Permintaan semakin meningkat
Setelah hampir 50 tahun pengembangan, -antibiotik laktam Tiongkok telah membentuk sistem produksi yang lengkap. Pada tahun 2012, hampir semua -antibiotik laktam (kecuali varietas selama masa paten) dapat diproduksi di China, dan biayanya sangat rendah, keluaran penisilin termasuk yang teratas di dunia, dan sejumlah besar ekspor dipasok ke pasar internasional; antibiotik sefalosporin pada dasarnya dapat mencukupi-swasembada, dan juga dapat diekspor.
Pada tahun 2012, semua produk antara yang cocok dengan -antibiotik laktam di Tiongkok dapat diproduksi sendiri, kecuali antibiotik semi-induk inti antibiotik 7-ACA dan 7-ADCA, yang perlu diimpor sebagian, semua produk antara rantai samping dapat diproduksi dan diekspor dalam jumlah besar.
Misalnya saja asam fenilasetat, zat antara pendukung utama antibiotik laktam, terdapat hampir 30 produsen asam fenilasetat di Tiongkok, dengan total kapasitas produksi tahunan sekitar 20.000 ton.
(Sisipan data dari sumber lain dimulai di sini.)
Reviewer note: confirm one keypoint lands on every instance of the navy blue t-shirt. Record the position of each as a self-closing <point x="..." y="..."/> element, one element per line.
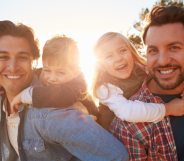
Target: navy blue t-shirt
<point x="177" y="124"/>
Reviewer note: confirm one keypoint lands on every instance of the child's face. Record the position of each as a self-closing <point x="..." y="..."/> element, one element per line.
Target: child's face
<point x="54" y="74"/>
<point x="116" y="58"/>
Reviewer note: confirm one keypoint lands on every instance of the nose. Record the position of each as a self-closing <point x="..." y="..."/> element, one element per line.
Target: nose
<point x="13" y="65"/>
<point x="118" y="57"/>
<point x="52" y="78"/>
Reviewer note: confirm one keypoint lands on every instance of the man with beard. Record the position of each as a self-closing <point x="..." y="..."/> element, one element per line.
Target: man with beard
<point x="47" y="134"/>
<point x="164" y="40"/>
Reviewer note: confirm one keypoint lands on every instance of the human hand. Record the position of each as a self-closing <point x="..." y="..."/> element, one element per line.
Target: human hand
<point x="175" y="107"/>
<point x="79" y="106"/>
<point x="108" y="90"/>
<point x="23" y="97"/>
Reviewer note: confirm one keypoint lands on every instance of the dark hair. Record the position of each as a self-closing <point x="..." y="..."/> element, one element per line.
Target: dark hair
<point x="161" y="15"/>
<point x="20" y="30"/>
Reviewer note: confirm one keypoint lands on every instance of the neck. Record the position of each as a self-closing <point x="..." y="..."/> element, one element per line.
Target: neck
<point x="155" y="88"/>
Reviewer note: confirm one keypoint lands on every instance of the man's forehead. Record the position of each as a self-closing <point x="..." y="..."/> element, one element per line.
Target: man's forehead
<point x="11" y="44"/>
<point x="165" y="34"/>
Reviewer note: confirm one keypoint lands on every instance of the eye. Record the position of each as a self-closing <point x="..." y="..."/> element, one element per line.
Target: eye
<point x="175" y="48"/>
<point x="152" y="51"/>
<point x="45" y="70"/>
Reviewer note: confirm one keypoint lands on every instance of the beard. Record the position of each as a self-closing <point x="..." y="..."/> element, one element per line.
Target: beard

Namun, sebagian besar perusahaan tersebut berukuran kecil, dengan hasil tahunan terbesar sebesar 2.000 ton, dan yang lainnya memproduksi ratusan ton per tahun. Pada tahun 2003, total permintaan asam fenilasetat dalam negeri adalah sekitar 14.000 ton, dan struktur konsumsinya adalah: penisilin G menyumbang 85%, obat-obatan lain menyumbang 4%, rempah-rempah menyumbang 7%, pestisida dan ladang lainnya menyumbang 4%.
Dengan berkembangnya industri rempah-rempah, obat-obatan, pestisida dan industri lainnya dalam negeri, permintaan asam fenilasetat akan semakin meningkat. Diperkirakan pada tahun 2005, industri farmasi Tiongkok akan mengkonsumsi sekitar 14.000 ton asam fenilasetat, 500 ton industri pestisida, dan sekitar 2.000 ton industri rempah-rempah. Dikombinasikan dengan konsumsi di daerah lain, total permintaan asam fenilasetat dalam negeri diperkirakan akan mencapai 18.000 ton pada tahun 2005.